8.5 Embryonale ontwikkeling

Na bevruchting, beweegt de zygote richting de baarmoeder.

Ondertussen deelt de zygote zich meerdere malen door mitose:

  • De eerste delingen zijn klievingsdelingen: de cellen delen zich, maar groeien daarna niet uit tot een grotere cel. Het klompje cellen behoudt dus de grootte van de eicel.
  • Eerste drie delingen in drie vlakken loodrecht op elkaar
  • Na de eerste twee delingen zijn de cellen nog totipotent: uit elke cel kan een mens ontstaan
  • De cel deelt verder tot een klompje cellen: de morula.
Na de bevruchting deelt de bevruchte eicel en migreert naar de baarmoeder.

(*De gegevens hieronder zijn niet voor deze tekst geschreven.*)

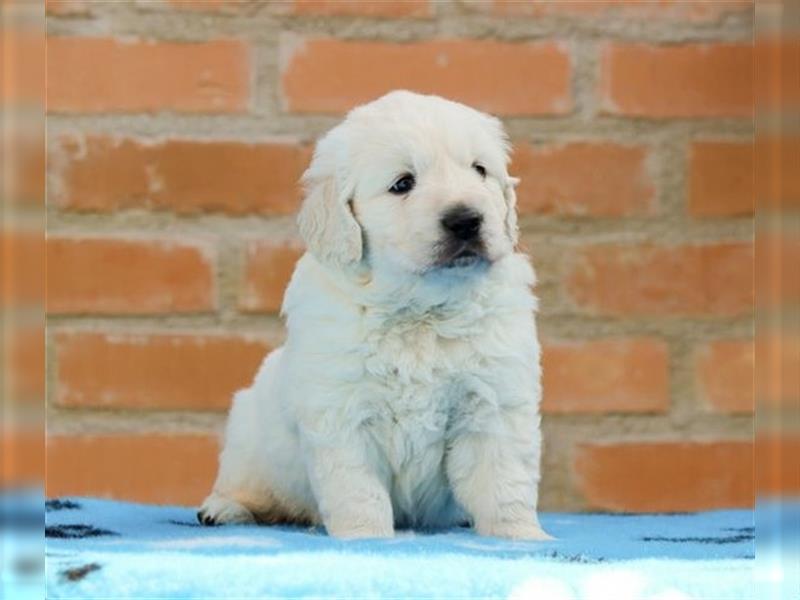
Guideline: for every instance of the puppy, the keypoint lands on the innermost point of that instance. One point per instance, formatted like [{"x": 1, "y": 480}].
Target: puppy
[{"x": 407, "y": 393}]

Daarna ontstaat de blastula, waarbij een holte gevormd wordt:

  • Vorming inwendige holte: blastocoel
  • Eén cellaag dikke wand: trofoblast
  • Uitpuiling van cellen: blastocoel = embryonale knop
  • De blastula nestelt in baarmoeder en heet nu blastocyst

Uit de trofoblast groeien de chorionvlokken die zorgen voor uitwisseling van voedingsstoffen, zuurstofgas, koolstofoxide tussen moederlijk en embryonaal weefsel. De chorionvlokken produceren humaan choriongonadotrofine (HCG). Daarop is de zwangerschapstest gebaseerd. De chorionvlokken groeien later uit tot placenta.

In de embryonale knop ontstaan drie kiembladen

  • Ectoderm; Ontstaan holte: amnionholte
  • Endoderm; Ontstaan holte: dooierzak
  • Mesoderm; Het mesoderm en aangrenzende delen van ecto- en endoderm vormen samen de embryonale schijf.

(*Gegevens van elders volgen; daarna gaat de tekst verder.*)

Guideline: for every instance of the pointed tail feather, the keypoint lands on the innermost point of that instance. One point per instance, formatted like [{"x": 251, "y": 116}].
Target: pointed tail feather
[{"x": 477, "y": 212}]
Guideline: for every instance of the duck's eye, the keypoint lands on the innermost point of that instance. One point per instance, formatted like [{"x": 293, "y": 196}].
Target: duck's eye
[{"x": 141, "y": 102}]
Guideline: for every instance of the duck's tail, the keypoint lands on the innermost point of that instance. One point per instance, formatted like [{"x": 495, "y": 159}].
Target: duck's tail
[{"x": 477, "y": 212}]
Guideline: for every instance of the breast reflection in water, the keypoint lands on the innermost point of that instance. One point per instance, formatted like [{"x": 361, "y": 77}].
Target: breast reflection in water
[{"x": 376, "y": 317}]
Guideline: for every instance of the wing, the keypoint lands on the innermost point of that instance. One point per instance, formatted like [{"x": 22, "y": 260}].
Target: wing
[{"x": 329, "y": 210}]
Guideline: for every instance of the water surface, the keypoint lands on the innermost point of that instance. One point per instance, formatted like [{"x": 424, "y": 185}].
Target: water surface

Het mesoderm groeit uit om het ecto- en endoderm heen. Langs de binnenzijde groeit de trofoblast. De dooierzak wordt kleiner.

Uit het endoderm ontstaat een nieuwe holte, de allantoïs. Deze dient eerst als embryonale blaas en vormt later, samen met de bloedvaten, de navelstreng.

De plaats waar de navelstreng contact heeft met de baarmoederwand en de bloedvaten van de moeder is in de placenta of moederkoek, dat sterk doorbloed weefsel is.

De amnionholte wordt groter en vult met vruchtwater. De wand van de amnionholte legt zich tegen de trofoblast. Er ontstaan twee vruchtvliezen: amnion (binnenste vruchtvlies) en chorion (buitenste vruchtvlies)

Uit de kiembladen ontstaan verschillende weefsels (zie afbeelding hieronder):

  • Ectoderm:
    • Huid en aanhangsels (nagels)
    • Mond en anuseptiheel naar binnengestulpt
    • Neurale buis waaruit hersenen en ruggenmerg ontstaan
  • Mesoderm
    • Spieren
    • Geraamte
    • Bloedvatenstelsel
    • Geslachtsorganen
    • Nieren en afvoerbuizen
    • Chorda = ruggengraat
  • Endoderm
    • Spijsverteringskanaal met lever en pancreas
    • Ademhalingsstelsel
    • Schildklier en prostaat
    • Oergeslachtscellen = kiemcellen die afdalen naar mesoderm

Na drie maanden zwangerschap zijn alle organen gevormd, we spreken nu van een foetus. Het bloed van moeder en kind blijven gedurende de hele zwangerschap gescheiden.

Ontwikkeling van het embryo. Uit de drie kiembladen ontstaan verschillende weefsels.